I will say the earlier classics had a feeling that the artists themselves were intimidated by this raw form new form of expression and were able to make coherent statements whereas modern death metal is a sustaining of form for the sake of preservation and participation. Woo! But I still like a lot of what I hear, I can agree and disagree almost at the same time with a lot of sentiments here. I don’t agree that modern death metal is dead. I do agree a lot of it is pointless.
I t think this article is great, whether the music is to my personal tastes, or not. It is in direct opposition to all the metal fatalists. Metal burns deep; embers impossible to quench.
SERPENT ASCENDING competes with the best from the past?
lolololololololololol
I almost feel like optimism is being shoved down my throat. What’s next? An article dedicated to kumbaya?
kumbaya Smackdown 07-12-2001 Steve Austin and Kurt Angle sing to Mr. McMahon http://www.dailymotion.com/video/x1vhz8o_smackdown-07-12-2001-steve-austin-and-kurt-angle-sing-to-mr-mcmahon_sport
yeah that shit’s pretty annoying
I discovered for myself some very good bands and albums with the help of DMU’s Best-ofs. Things i keep listening to.
A couple of years ago, i was thinking there was nothing interesting in metal any more.
Now i know there’s Sorcier Des Glaces, Graveland, Sammath, Varathron (new & old).
Sure, if all you listen to is True Ungerground Black Kvult Metal.

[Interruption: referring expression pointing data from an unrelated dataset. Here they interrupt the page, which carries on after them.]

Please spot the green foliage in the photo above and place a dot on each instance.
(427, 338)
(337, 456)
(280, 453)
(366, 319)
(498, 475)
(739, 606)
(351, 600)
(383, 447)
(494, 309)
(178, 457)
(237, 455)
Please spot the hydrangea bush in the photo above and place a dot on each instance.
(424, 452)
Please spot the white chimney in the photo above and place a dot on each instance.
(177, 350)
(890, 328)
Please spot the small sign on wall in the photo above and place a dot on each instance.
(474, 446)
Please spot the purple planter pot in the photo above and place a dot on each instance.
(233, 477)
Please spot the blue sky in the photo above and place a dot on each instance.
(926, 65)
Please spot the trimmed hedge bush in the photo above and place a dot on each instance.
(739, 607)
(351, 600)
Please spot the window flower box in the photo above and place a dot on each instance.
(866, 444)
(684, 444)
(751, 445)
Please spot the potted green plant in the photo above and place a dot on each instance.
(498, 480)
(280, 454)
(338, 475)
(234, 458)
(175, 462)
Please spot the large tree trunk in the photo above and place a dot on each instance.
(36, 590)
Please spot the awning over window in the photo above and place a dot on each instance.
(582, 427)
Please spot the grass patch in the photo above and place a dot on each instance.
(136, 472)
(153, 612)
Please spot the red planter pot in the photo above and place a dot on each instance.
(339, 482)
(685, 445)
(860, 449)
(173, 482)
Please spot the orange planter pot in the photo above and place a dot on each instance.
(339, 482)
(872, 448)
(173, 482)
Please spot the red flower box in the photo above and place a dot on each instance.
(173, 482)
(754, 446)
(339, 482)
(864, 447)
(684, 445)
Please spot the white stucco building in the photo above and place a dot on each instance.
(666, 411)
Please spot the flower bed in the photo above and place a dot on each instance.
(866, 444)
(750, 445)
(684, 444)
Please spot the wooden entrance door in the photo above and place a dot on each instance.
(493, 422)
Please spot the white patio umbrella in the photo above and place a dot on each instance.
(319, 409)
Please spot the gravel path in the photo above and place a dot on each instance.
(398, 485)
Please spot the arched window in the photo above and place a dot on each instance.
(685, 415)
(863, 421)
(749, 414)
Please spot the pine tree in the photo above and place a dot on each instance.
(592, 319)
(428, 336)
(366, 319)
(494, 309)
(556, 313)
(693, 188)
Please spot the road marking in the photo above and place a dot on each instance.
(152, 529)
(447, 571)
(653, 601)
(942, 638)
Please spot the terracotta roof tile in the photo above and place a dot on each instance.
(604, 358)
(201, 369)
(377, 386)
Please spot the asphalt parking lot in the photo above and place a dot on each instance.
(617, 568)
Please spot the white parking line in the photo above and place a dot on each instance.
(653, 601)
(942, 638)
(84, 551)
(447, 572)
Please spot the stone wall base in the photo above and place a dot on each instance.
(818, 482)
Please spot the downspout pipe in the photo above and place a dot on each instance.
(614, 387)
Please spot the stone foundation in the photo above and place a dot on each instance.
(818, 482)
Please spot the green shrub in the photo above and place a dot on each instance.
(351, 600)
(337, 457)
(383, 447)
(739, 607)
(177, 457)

If, on the other hand, you have some horizontal breadth in your music consumption habits, SDG, Graveland post 90s, and Varathron are dust in the cracks of the floorboards of history.
If you’re as cool as me, the only thing you listen to from DMU ‘best ofs’ in the last 5 years is PERDITION fucking TEMPLE.
kek suks dik and u guys r bunch of juice
Want to know how guys evaluate the new Gorguts.
It’s bad.
I have always been disappointed by Gorguts after the demo and first album.
Somebody must like that new gay shit I guess, how else can Luc keep releasing albums?
LET METAL DIE.
Why the fuck do people feel the need to always consume new products of a certain Kind? Go discover pre-classical, classical, and post-classical music. Go discover electronica. Go discover progressive rock.
Indeed, but not electronica or progressive rock. New metal like Serpent Ascending is the future? Sad!
Go discover progressive rock
If were the president of this land
I’d declare total war on the pork rock men
ugh, prog rock / prog metal is a gamble …ALWAYS.
It doesn’t matter if the download is free or found for free, cuz many times it has a faggy sounding singer.
Somebody go back in time and assassinate Bruce Dickinson, so nobody was influenced by that big ham, and it all stayed real and normal with Byford or Di’anno-types instead.
I’m late to this one and maybe no one will ever see this but great article. Played antichrist and kaeck back to back after reading.